Dezenas de milhares de pessoas dirigiram-se ao posto fronteiriço com o Ruanda, próximo de Goma, e para o sudoeste da cidade, em direção à região de Masisi.

No Ruanda, o acolhimento de milhares de pessoas decorreu com calma, organizado pelas autoridades. "Atualmente os cidadãos da RD Congo que encontraram refúgio no Ruanda depois da erupção do Nyiragongo continuam a regressar ao seu país", afirmou hoje de manhã no Twitter a Rwanda Broadcasting Agency (RBA), que difunde a televisão pública.

A anterior grande erupção do Nyiragongo remonta a 17 de janeiro de 2002 e causou a morte a mais de 100 pessoas, cobrindo de lava quase toda a parte este de Goma, incluindo metade da pista do aeroporto.

"A cidade de Goma foi poupada"

A cidade de Gom foi "poupada" pela lava do vulcão Nyiragongo disse este domingo de manhã o governador militar da região. "A lava parou em direção a Buhene, na periferia de Goma, a cidade foi poupada", declarou o general Constant Ndima, que avançou com um balanço provisório de cinco pessoas mortas" em acidentes durante a fuga da população.

"O balanço provisório é o seguinte: cinco pessoas mortas em acidentes durante a deslocação da população", anunciou o general Ndima, que dirige a província de Kivu do Norte, desde proclamação do estado de sítio na região, a 6 de maio, para lutar contra os grupos armados. "Vários furtos em lojas e uma tentativa de evasão de presos", na prisão da cidade, foram registados, mas "a situação está controlada", assegurou.

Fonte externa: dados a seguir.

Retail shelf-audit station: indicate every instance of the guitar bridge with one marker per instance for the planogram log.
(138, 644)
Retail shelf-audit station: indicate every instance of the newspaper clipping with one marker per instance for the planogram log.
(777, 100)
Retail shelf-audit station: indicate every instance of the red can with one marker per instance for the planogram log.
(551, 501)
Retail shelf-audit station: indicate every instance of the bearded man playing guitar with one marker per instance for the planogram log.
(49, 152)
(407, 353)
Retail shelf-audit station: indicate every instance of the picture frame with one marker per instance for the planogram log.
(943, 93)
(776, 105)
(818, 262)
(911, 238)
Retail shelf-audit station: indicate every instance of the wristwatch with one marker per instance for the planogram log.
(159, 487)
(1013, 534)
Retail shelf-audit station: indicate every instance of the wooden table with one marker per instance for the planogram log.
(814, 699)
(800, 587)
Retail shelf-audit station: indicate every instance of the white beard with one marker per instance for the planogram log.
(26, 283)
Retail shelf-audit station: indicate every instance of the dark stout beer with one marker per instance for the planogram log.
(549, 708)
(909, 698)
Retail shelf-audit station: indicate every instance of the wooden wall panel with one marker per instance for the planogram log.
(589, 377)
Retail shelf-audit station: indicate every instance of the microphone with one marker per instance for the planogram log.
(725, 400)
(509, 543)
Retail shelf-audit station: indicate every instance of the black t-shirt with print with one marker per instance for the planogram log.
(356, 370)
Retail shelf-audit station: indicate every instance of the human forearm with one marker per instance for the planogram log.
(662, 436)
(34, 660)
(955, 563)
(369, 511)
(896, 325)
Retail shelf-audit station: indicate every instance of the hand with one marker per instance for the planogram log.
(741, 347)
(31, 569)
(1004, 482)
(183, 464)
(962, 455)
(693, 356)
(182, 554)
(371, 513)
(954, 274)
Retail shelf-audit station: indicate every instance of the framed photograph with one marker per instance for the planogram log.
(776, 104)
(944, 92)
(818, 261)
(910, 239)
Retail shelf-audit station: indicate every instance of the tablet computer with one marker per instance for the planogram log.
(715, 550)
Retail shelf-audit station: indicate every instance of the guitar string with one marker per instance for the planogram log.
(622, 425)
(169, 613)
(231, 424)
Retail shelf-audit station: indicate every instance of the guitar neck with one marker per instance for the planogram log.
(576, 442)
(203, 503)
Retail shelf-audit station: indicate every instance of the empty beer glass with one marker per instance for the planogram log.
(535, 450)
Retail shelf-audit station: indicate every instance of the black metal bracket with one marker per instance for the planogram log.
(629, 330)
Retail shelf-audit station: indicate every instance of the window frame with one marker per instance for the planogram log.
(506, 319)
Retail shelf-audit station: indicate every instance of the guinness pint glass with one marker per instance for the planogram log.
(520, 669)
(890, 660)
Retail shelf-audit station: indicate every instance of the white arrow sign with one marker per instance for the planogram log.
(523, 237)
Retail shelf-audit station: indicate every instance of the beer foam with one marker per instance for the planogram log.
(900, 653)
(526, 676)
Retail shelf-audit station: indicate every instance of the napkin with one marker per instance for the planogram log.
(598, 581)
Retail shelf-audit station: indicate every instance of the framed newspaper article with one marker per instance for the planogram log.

Na periferia da cidade, em Buhene, "casas foram atingidas pela lava", precisou o general, sem facultar um balanço sobre o número de destruições. "Mais de 7000 pessoas atravessaram a fronteira com o Ruanda. Começaram a regressar à cidade esta manhã às 5:00 horas" locais, acrescentou.

As populações que fugiram para sudoeste, em direção a Saké, na região de Masisi, "começaram também a regressar ao centro da cidade", segundo o oficial.

"Uma grande reunião de crise, alargada à Monusco (missão da ONU no país), às ONG internacionais e nacionais, ao comité provincial de segurança e à Marinha" realiza-se hoje para "avaliar a situação", indicou.